En este sentido, nos permitimos retomar un par de ideas de las que se ha hablado mucho durante mucho tiempo y creemos que es la hora de llevarlas a la práctica. Por una parte, en vista de las muchas y profundas contradicciones que existen entre los diversos actores políticos que apoyan el actual régimen, sería oportuno que Rosales designara un reducido “Gabinete de Sombra” al mejor estilo británico, en las áreas más álgidas como la social, la económica, la de energía y la de defensa, para hacer resaltar ante la sociedad esas contradicciones y la notoria ineficiencia del grupo que gobierna. En segundo lugar, diseñar un plan muy ambicioso de penetración en las zonas más populares y más desposeídas de la población, para aprender el meta-lenguaje que permita llegar a ese inconsciente colectivo y sacarlo de su inveterada costumbre de dependiente de las dádivas del Estado.
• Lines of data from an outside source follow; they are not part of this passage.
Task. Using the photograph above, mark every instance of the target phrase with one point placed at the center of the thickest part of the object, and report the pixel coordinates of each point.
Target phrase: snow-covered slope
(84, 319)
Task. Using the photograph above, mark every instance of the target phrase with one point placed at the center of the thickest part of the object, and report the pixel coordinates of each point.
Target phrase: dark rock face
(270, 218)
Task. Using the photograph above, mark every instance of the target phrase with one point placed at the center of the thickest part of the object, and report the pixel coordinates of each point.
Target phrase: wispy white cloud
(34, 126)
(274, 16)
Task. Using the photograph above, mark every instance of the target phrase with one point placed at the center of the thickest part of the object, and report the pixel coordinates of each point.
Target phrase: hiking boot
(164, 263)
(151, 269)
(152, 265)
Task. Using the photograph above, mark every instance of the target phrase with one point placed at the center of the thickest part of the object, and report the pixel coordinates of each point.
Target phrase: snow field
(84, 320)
Tareas difíciles, pero no imposibles para quienes demostraron capacidad de lucha y carácter suficiente para alcanzar las metas más exigentes. Es hora de avanzar con la frente en alto y con la mirada puesta en los horizontes de esperanzas, que son muchos los que tiene esta Patria grande. Los hombres y mujeres que conforman ese equipo que acompaña y debe seguir en compañía de Rosales, tienen por delante el reto de cumplir con su eslogan, de tomar de la mano esos 26 millones de venezolanos para hacer caminos nuevos, con vocación de futuros, para fabricar otros sueños y convertirlos en realidades concretas. Sursum Cordae.